An Important Step Towards the Moon

One of the very best things about human beings is how are always trying to get better. You see, when you are growing under all possible situations, what eventually happens is that you end up giving yourself a shot at achieving some huge milestones along the way. Now, while this has been proven right by everything we have achieved so far, nothing really backs it up quite like technology. Technology seems like clear-cut anomaly for a reason that goes beyond its unprecedented skill-set, and by that we are referring to the manner in which it would use those skills to impact our entire spectrum. In case the stated element wasn’t enough, the creation will also enjoy enormous success in terms of opening up new horizons over time. This, in particular, has been evident across a range of areas, and one among them is our global space industry. The constant developments within the space industry were a big reason why we were able to turn many pipe dreams into a reality. In fact, we are still far from done; at least that’s how it feels like once you look at a recent launch.

Rocket Lab has officially launched NASA’s 55-pound CAPSTONE cubesat, which is programmed to admit itself into a unique, elongated lunar orbit, an orbit NASA has never really explored before. According to certain reports, the idea here is to learn more about the stated space, and consequentially, make a decision on whether it’s an optimal avenue for future missions or not. Interestingly, the vehicle used in this mission is the first rocket to be electrically powered instead of running on a typical gas turbine.

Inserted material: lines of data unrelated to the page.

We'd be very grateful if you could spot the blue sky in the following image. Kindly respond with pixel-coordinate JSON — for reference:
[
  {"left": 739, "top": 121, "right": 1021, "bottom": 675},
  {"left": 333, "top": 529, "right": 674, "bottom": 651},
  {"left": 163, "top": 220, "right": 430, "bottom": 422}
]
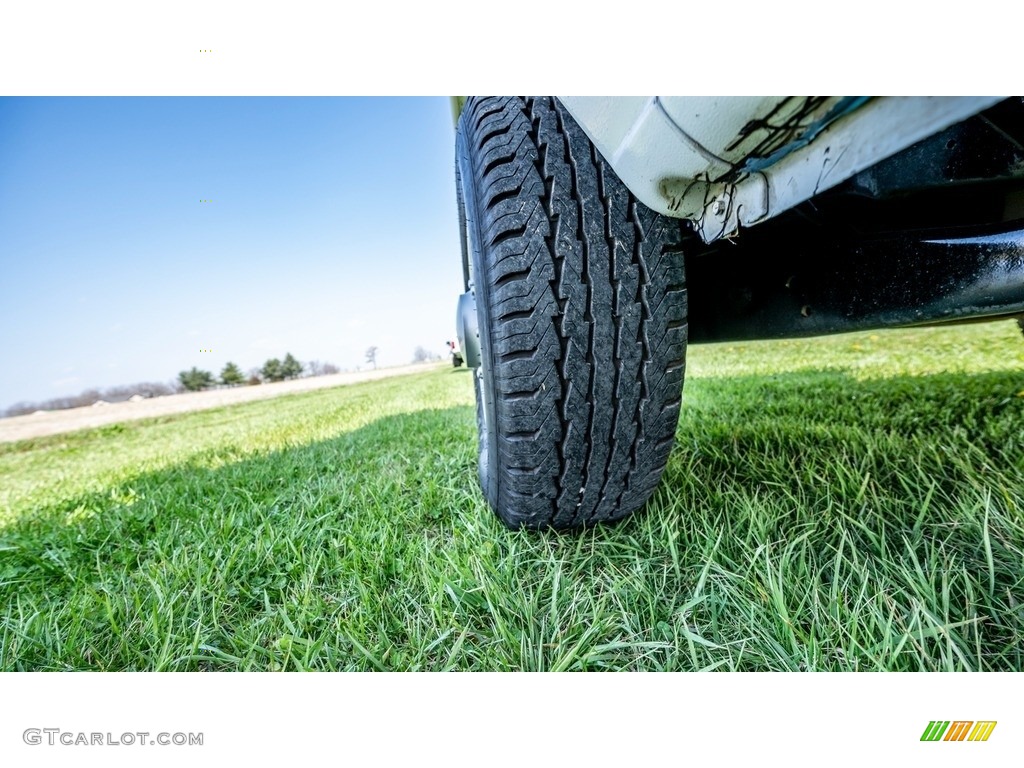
[{"left": 0, "top": 97, "right": 462, "bottom": 409}]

Furthermore, Rocket Lab made another notable addition by employing Lunar Photon upper stage that is said to have enough power to send the rocket deeper into the space. Assuming all goes as per the plan, it will be a big boost for NASA’s pursuit of sending humans back to moon. In a more actionable sense, the orbit could provide a viable location for building Gateway, which is basically a planned station for training and housing future astronauts.

CAPSTONE should reach NRHO (Near-Rectilinear Halo Orbit) around 13th November 2022, and once it gets there, the spacecraft will stay for about six-long months or more, therefore ensuring that NASA gets big enough of a sample size. During this time, NASA will also trial a new navigation setup. As a part of it, the spacecraft will try and determine its own position and speed in space. If the operation works, it can do a lot in reducing future spacecrafts’ dependency on external input from the ground.

“Today’s launch was an important step in humanity’s return to the Moon and a testament to the determination, resolve, and innovation of the hundreds of people behind CAPSTONE,” said Rocket Lab founder and CEO, Peter Beck. “Rocket Lab was founded to open access to space and enable ground-breaking missions like this that push the limits of what’s possible with small satellites. While CAPSTONE’s journey to the Moon has only just begun, we’re proud to have safely delivered CAPSTONE to space.”